As noted in relation to the conceptual model development, the model could consider population to be linked (possibly via an inverse relationship) with per capita energy demand, and both could in turn be coupled to energy scarcity (i.e., to allow simulation of a population-energy-poverty trap, and/or scarcity-driven economic shocks). Likewise, the electrification and climate policy settings could also be coupled to energy scarcity and/or per capita demand, to reflect the possibility that a global economy that is deprived of net energy may be less likely to embrace proactive climate action. However, simulating (and validating) the complexity of such linkages is beyond the scope of this study, and these variables are therefore treated as exogenous and under the control of the model user. It is important to note that, when a user of the model specifies a scenario using a particular combination of exogenous scenario variables, they must carefully interrogate the results by taking a critical view of the plausibility of the explicit combination of scenario parameters specified.

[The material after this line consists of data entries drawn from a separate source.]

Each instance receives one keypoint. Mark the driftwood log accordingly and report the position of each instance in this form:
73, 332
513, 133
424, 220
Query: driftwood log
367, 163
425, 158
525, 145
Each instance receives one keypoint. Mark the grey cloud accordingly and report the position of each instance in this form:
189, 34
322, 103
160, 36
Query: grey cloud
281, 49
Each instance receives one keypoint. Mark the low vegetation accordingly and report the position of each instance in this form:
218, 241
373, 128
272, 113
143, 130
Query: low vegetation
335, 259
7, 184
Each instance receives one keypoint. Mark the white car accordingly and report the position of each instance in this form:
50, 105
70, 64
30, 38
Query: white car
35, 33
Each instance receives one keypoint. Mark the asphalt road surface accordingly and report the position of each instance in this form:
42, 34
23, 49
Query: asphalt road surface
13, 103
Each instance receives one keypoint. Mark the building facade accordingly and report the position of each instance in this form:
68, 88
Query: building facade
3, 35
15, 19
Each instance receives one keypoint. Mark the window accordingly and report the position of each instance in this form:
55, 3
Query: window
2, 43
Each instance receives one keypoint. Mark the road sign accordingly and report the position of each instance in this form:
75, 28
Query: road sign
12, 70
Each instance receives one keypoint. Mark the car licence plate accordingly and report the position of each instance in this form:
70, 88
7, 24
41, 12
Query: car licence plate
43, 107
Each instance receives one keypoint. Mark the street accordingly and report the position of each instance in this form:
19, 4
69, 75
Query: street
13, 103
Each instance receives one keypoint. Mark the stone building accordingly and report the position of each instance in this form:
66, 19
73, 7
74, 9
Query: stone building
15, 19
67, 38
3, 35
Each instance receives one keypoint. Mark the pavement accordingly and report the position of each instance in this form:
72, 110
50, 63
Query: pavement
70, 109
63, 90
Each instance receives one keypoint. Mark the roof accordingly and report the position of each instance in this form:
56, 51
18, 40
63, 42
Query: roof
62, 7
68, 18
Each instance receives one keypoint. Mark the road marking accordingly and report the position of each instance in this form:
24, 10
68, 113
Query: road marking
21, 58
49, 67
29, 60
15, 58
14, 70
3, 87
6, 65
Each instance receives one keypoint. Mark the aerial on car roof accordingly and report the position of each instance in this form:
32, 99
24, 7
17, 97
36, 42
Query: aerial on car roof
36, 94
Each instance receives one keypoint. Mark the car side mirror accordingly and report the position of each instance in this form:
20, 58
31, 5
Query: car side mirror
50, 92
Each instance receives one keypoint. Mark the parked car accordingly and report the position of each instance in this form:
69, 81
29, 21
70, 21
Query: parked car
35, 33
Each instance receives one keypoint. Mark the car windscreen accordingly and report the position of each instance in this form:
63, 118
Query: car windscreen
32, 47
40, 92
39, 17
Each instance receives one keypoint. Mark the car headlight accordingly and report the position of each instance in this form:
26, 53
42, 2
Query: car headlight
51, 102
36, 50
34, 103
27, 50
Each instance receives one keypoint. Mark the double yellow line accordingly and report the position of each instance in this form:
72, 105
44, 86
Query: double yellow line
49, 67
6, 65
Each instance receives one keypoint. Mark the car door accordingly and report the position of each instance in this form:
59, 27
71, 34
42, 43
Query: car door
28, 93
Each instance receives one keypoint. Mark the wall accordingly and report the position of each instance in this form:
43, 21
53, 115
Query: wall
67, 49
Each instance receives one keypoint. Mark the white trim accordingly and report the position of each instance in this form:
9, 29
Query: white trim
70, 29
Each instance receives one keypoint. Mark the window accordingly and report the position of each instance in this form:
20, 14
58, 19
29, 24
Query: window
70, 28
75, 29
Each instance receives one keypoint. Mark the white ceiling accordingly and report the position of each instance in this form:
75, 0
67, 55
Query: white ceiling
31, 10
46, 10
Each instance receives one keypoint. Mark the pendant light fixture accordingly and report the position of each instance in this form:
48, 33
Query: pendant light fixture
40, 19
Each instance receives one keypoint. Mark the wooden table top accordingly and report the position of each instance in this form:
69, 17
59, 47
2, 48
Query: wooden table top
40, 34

For the purpose of this study, three population projections are drawn from the United Nations’ World Population Prospects [39], depicted in Figure 6. These cover a low scenario (peaking at just under 9 billion, around 2050), a medium scenario (peaking around 2080 at just over 10 billion), and a high scenario (increasing approximately linearly to over 14 billion by 2100, without reaching a peak). We refrain from commenting on any likelihood or preference of one population scenario over another, noting that others have done so [40]. It is, however, uncontroversial to observe that the larger the ultimate population, the greater the task in terms of satisfying energy demand, whether from fossil fuels or renewable energy. Moreover, the existence of ultimate limits on sustainable renewable energy (dictated by RE_k,max) means that available energy (per capita) to satisfy demand is inversely proportional to the ultimate population size.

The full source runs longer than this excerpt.